Early Sunday morning about six weeks later, Dantzig and his wife were awakened by someone banging on their front door. They were surprised to find an out-of-breath Neyman with an excited look on his face, clutching a couple of rumpled papers. “I’ve just written an introduction to one of your papers. Read it so I can send it out right away for publication.” As it turned out, the problems Dantzig had mistaken for homework were really two famous unsolved statistics problems that were now, at the suggestion of Neyman, taken up as his doctoral dissertation. This extraordinary event was the beginning of Dantzig’s successful career as a mathematical scientist and his revolutionary work on linear programming that would completely transform the fields of economics, engineering, and computer science – greatly impacting how the U.S military has dealt with logistics since World War II. It may have also inspired the critically acclaimed 1997 film, Good Will Hunting, where a South Boston delinquent easily solves mathematical proofs that had long puzzled an esteemed professor at MIT.


Dantzig grew up primarily in the Baltimore-Washington metropolitan area and earned his B.S in mathematics and physics from the University of Maryland. His father also had ties to the university as a math tutor and raised his son on a steady regimen of “thousands of geometry problems while [Dantzig] was still in high school…at the time when [his] brain was still growing [which] did more than anything else to develop [his] analytic power.” After receiving his Ph.D. in mathematics from Berkeley, Dantzig joined the Air Force and was head of the “Combat Analysis Branch” at the Pentagon’s U.S.A.F Headquarters of Statistical Control. His experience in the military helped him with his most important contribution in 1946 – optimization through the algorithm of linear programming. Linear programming is a way to evaluate the cost and resources used in any given activity in order to mechanize and therefore quicken the planning of that activity. Interdependent activities are chosen in the best way – the optimal way – through linear programming so that a system can operate at its optimum capacity.
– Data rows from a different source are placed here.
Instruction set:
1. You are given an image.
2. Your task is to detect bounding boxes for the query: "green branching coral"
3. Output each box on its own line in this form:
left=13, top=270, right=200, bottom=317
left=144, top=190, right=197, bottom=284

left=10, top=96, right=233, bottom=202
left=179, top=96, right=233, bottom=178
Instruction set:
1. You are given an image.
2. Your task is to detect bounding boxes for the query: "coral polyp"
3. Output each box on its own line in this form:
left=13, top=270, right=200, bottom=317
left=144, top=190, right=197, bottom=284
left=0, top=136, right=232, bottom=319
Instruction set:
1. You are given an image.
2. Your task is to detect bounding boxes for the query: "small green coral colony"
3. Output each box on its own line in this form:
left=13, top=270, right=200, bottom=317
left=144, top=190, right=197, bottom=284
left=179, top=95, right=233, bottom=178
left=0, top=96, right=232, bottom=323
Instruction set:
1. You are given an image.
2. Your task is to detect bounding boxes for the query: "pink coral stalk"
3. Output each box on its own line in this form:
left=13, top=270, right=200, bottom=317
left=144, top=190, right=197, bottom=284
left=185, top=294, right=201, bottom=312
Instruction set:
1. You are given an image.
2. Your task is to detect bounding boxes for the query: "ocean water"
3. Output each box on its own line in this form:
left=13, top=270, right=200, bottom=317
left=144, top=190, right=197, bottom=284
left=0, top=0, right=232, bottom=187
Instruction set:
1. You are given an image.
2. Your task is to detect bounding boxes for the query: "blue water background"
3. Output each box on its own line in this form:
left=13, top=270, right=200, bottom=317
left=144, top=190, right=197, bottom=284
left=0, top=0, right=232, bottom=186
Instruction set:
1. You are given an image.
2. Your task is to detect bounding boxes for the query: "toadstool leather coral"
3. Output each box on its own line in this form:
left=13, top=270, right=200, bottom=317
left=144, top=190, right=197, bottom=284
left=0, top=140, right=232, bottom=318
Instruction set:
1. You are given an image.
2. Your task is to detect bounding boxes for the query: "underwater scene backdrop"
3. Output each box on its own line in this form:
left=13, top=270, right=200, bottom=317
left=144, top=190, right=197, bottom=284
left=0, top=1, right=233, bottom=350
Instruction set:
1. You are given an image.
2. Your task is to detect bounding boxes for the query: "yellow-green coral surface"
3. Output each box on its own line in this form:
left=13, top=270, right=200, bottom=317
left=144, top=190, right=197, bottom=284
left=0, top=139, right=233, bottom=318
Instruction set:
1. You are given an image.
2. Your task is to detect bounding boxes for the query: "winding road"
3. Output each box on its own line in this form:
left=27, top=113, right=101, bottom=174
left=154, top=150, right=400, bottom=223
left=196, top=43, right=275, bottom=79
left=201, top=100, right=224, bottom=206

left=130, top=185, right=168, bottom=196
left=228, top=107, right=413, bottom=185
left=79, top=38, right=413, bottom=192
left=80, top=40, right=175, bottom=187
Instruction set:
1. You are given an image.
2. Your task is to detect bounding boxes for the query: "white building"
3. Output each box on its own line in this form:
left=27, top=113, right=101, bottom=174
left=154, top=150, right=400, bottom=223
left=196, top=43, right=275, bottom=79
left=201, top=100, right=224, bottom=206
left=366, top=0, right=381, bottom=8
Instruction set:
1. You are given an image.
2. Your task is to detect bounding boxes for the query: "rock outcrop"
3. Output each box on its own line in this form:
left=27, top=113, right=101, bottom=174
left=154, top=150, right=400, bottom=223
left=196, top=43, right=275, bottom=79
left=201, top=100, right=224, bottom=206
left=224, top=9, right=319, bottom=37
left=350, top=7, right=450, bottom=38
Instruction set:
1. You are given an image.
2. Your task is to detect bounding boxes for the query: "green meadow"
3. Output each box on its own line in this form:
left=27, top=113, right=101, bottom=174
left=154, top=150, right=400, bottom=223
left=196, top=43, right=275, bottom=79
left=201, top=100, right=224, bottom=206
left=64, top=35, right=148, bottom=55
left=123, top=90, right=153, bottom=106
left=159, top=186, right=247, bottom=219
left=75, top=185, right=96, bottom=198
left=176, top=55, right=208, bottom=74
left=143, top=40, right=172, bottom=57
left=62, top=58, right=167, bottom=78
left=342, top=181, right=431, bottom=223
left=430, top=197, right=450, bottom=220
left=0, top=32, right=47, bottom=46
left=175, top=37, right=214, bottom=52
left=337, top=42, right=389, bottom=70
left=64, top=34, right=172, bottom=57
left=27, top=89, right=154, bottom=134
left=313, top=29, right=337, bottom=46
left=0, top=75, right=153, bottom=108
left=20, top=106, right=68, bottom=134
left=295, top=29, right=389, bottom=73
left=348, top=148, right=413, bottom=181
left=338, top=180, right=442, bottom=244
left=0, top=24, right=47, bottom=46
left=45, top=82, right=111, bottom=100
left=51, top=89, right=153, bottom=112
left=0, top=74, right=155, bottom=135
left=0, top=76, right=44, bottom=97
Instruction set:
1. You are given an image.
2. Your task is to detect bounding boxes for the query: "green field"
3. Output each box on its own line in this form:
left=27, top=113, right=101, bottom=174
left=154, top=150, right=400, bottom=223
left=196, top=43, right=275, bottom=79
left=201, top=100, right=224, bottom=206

In the words of Eugene Lawler, a computer scientist at Berkeley, “[linear programming] is used to allocate resources, plan production, schedule workers, plan investment portfolios, and formulate marketing (and military) strategies.” It’s a method that has thousands of applications in diverse fields and has determined how large projects and operations are now run.


Dantzig then tried to apply his idea to what was called “The Diet Problem,” which was an optimization problem concerned with choosing a number of food items that give sufficient nutritional benefits at a minimum cost. With the help of other researchers like George Stigler, the optimal solution was calculated to be $39.69 per year (using 1939 prices). This work greatly helped the U.S Army’s nutritional planning for its GIs in the field, as well as show the world exactly what linear programming could achieve. In 1952, Dantzig helped further develop “operations research” at the RAND (Research and Development) Corporation, which involved using computers to solve optimization problems. He finally died in 2005 while working as an operations research and computer science professor at Stanford University.

The significance of linear programming cannot be understated. In 1980, the Hungarian mathematician László Lovász wrote, “if one would take statistics about which mathematical problem is using up most of the computer time in the world, then…the answer would probably be linear programming.” Dantzig earned numerous accolades for his incredibly important work, winning the National Medal of Science (1975), the John von Neumann Theory Prize of the Operations of Research Society of America and the Institute of Management Sciences (1974), and membership in the National Academy of Sciences and the National Academy of Engineering. His legacy is felt in most fields that require manufacturing and cost and resource planning – practically all fields. And to think that it all began on a day Dantzig was late to class.